What precisely, did Monday night’s House of Commons vote to recognise a Palestinian state change? Did it change the British government’s view? Did it give – or take – legitimacy away from anything or anybody? Did it spur one side on, or place constructive pressure on both?
The emphatic answer to all these questions is no.
The best that can be said is that it has crystallised the idea that Britain supports a two-state solution – which, of course, we already knew, and which the vast majority of the Jewish community agrees with.
Unfortunately, one of the only things the vote does is highlight how far we are from this.
Even Sir Malcolm Rifkind, a distinguished parliamentary supporter of a Palestinian state, said: “You do not recognise a state which has not yet got the fundamental ingredients that a state requires.”
How true. The current Palestinian government includes figures who unapologetically stand shoulder-to-shoulder with terrorists.

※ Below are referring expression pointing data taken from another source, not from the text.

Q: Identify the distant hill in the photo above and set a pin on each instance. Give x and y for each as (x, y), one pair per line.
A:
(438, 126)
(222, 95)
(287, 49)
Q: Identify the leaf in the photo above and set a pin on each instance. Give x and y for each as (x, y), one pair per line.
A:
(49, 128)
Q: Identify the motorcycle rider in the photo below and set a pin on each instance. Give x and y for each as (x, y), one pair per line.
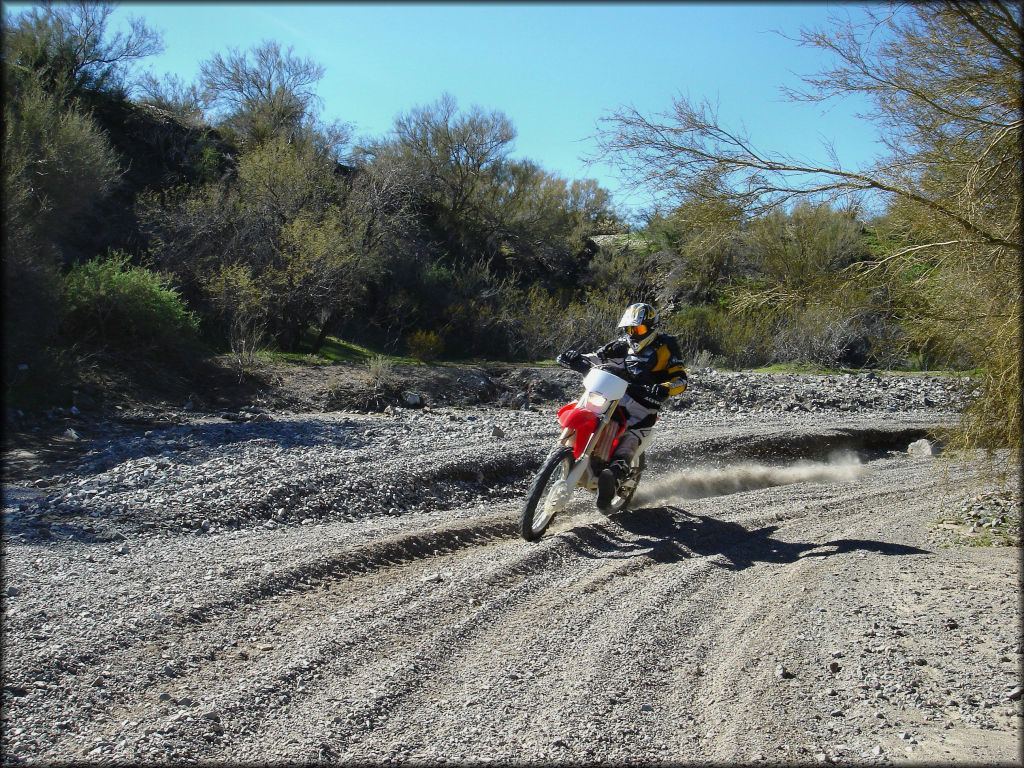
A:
(652, 364)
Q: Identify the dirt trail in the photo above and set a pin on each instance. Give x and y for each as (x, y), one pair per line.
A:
(739, 613)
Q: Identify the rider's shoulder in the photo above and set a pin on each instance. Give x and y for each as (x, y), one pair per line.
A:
(667, 338)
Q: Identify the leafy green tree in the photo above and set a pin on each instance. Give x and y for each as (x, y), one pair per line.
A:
(945, 80)
(266, 253)
(56, 163)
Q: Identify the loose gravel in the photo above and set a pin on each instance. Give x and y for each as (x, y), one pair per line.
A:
(348, 587)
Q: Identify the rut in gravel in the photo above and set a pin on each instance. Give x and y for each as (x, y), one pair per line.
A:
(606, 635)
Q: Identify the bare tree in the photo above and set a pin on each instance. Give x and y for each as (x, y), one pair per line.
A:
(68, 49)
(944, 80)
(261, 92)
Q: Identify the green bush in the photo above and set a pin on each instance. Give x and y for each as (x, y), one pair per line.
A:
(108, 302)
(425, 345)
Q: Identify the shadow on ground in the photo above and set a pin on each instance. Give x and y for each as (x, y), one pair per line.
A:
(671, 535)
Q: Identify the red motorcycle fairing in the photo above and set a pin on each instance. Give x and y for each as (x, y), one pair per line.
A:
(585, 423)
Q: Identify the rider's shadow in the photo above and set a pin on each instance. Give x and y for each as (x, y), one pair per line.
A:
(671, 535)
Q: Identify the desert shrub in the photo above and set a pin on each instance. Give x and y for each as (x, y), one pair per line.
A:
(109, 302)
(425, 345)
(380, 372)
(815, 335)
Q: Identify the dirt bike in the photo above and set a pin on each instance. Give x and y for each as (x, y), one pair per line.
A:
(591, 429)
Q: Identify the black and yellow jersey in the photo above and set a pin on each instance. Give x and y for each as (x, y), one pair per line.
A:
(658, 361)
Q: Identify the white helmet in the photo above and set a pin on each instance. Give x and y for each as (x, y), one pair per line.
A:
(638, 321)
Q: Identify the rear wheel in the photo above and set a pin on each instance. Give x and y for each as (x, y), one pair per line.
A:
(548, 495)
(628, 486)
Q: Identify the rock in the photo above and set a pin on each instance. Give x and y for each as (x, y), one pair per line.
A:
(412, 399)
(782, 673)
(920, 448)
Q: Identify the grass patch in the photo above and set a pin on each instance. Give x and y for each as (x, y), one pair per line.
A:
(991, 519)
(333, 350)
(802, 368)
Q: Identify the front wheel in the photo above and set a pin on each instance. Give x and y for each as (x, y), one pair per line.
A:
(549, 494)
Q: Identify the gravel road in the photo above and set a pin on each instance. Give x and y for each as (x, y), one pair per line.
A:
(792, 586)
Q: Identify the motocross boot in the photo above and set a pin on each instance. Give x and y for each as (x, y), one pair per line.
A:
(607, 483)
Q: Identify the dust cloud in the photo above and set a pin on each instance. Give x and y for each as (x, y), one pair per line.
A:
(699, 483)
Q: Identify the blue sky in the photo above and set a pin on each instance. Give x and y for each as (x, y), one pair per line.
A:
(553, 69)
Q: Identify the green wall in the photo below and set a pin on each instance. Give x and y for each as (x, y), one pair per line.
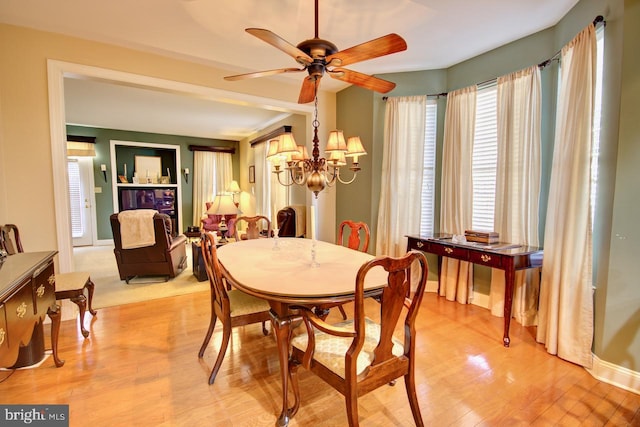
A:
(617, 297)
(104, 200)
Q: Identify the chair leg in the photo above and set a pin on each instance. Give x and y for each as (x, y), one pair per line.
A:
(410, 385)
(351, 400)
(81, 302)
(207, 338)
(90, 288)
(344, 314)
(226, 334)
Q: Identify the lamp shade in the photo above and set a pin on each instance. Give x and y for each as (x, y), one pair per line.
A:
(233, 187)
(223, 205)
(336, 158)
(355, 147)
(273, 148)
(336, 142)
(287, 144)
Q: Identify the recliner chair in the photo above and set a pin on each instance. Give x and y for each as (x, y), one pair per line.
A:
(167, 257)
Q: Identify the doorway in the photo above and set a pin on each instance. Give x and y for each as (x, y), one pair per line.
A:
(81, 200)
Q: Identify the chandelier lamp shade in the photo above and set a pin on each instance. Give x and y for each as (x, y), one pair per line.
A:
(315, 172)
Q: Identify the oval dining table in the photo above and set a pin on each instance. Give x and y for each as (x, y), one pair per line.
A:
(283, 272)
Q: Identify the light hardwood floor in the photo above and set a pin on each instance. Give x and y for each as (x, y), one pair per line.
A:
(139, 367)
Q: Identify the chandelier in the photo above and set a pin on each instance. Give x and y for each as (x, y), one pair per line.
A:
(316, 172)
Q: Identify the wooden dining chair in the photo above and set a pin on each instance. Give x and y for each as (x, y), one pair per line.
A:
(69, 286)
(358, 237)
(232, 307)
(360, 355)
(253, 229)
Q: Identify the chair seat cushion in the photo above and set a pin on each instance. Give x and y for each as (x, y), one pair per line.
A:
(242, 303)
(330, 350)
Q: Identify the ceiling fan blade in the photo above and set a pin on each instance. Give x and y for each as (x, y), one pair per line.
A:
(263, 73)
(278, 42)
(308, 90)
(385, 45)
(364, 80)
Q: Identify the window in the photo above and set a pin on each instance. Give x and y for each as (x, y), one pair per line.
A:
(597, 114)
(75, 198)
(429, 170)
(484, 162)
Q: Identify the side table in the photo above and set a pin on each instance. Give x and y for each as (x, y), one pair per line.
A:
(198, 262)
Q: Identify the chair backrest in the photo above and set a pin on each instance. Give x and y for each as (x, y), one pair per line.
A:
(214, 273)
(162, 228)
(10, 239)
(253, 231)
(355, 239)
(395, 296)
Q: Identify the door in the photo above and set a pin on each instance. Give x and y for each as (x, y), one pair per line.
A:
(81, 199)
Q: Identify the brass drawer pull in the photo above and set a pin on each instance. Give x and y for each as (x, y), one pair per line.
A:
(21, 310)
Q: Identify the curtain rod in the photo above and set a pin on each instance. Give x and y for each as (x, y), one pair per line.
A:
(597, 20)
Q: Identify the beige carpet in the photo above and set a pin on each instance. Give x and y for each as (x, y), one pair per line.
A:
(110, 290)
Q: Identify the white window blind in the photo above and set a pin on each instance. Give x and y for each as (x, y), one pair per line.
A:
(485, 149)
(75, 198)
(429, 170)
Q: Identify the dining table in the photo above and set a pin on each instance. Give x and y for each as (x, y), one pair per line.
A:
(290, 272)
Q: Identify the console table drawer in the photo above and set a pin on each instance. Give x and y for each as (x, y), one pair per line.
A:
(4, 342)
(20, 315)
(484, 258)
(44, 289)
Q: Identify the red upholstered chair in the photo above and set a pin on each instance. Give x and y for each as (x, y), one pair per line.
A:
(212, 221)
(358, 235)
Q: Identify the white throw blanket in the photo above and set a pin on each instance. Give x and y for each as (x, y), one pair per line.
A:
(136, 228)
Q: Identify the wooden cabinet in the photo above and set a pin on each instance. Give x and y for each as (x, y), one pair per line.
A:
(27, 295)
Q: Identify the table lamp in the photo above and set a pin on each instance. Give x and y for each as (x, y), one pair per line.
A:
(235, 189)
(223, 205)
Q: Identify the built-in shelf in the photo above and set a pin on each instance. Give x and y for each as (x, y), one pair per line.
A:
(159, 160)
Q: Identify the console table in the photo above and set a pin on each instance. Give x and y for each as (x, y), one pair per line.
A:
(504, 256)
(27, 294)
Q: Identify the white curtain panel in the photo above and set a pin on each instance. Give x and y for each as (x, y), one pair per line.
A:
(518, 186)
(401, 187)
(224, 171)
(565, 323)
(263, 179)
(456, 206)
(212, 173)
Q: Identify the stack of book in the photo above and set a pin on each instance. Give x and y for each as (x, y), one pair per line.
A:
(487, 237)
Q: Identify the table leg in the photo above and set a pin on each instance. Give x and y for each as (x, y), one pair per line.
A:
(282, 327)
(54, 315)
(509, 283)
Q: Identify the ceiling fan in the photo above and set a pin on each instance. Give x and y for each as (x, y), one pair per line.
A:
(318, 56)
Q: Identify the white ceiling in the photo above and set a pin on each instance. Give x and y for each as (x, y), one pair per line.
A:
(438, 34)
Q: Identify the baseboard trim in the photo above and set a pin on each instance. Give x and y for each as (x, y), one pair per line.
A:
(615, 375)
(606, 372)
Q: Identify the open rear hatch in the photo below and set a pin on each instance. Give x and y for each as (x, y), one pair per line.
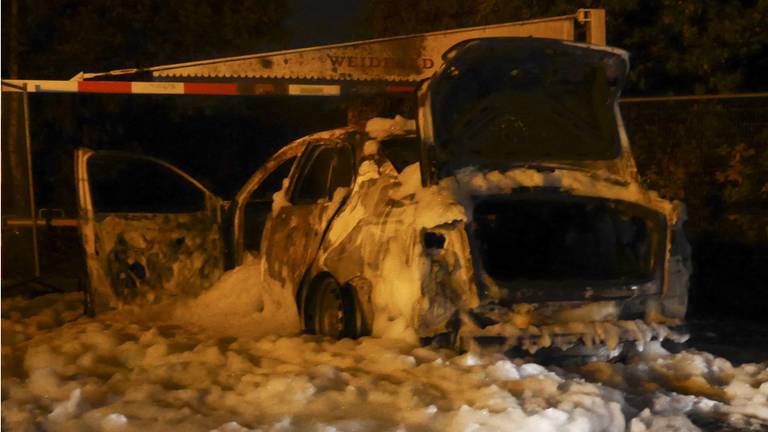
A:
(502, 102)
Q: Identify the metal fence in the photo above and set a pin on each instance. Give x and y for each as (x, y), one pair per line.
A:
(711, 152)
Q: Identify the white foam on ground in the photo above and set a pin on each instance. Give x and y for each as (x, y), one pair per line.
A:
(121, 373)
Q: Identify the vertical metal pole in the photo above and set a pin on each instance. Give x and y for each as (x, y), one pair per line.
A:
(594, 20)
(31, 183)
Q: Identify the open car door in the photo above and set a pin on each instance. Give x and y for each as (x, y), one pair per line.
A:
(294, 230)
(150, 231)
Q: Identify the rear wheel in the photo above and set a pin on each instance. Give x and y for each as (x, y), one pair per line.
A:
(332, 310)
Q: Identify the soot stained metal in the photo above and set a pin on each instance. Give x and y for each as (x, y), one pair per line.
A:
(512, 216)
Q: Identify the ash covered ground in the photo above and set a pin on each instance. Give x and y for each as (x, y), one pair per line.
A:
(231, 360)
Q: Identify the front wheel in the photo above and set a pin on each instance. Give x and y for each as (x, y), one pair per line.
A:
(332, 310)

And even those who prefer the role of the pen to the rocket-propelled grenade want millions of Palestinians to return to Israel.
It’s simply not feasible.
Another important aspect this vote emphasises is the stark difference of opinion on the issue within the Labour Party.
Strict instructions to support the motion were flatly rejected by several MPs who conspicuously stayed away, viewing the order as a departure from policy and a move towards unilateralism.
One of the clearest indicators of nuance on this subject was provided by Shadow Foreign Secretary Douglas Alexander, who also recognised the importance of timing, saying that a Labour government wouldn’t necessarily recognise Palestine immediately on coming to office.
Israel’s supporters have every right to be concerned about why the party felt it necessary to go out of its way to crack the whip, especially given that doing so would risk exposing rifts in its own ranks.
Indeed, the proof was in the pudding – one in four Labour MPs didn’t turn up.
This only adds to deepening concern felt towards by Israel supporters, many of whom are still raw over leader Ed Miliband’s sweeping criticism of Israeli military action during Operation Protective Edge.
The same Ed Miliband who will be hoping times change in May, when we come to vote.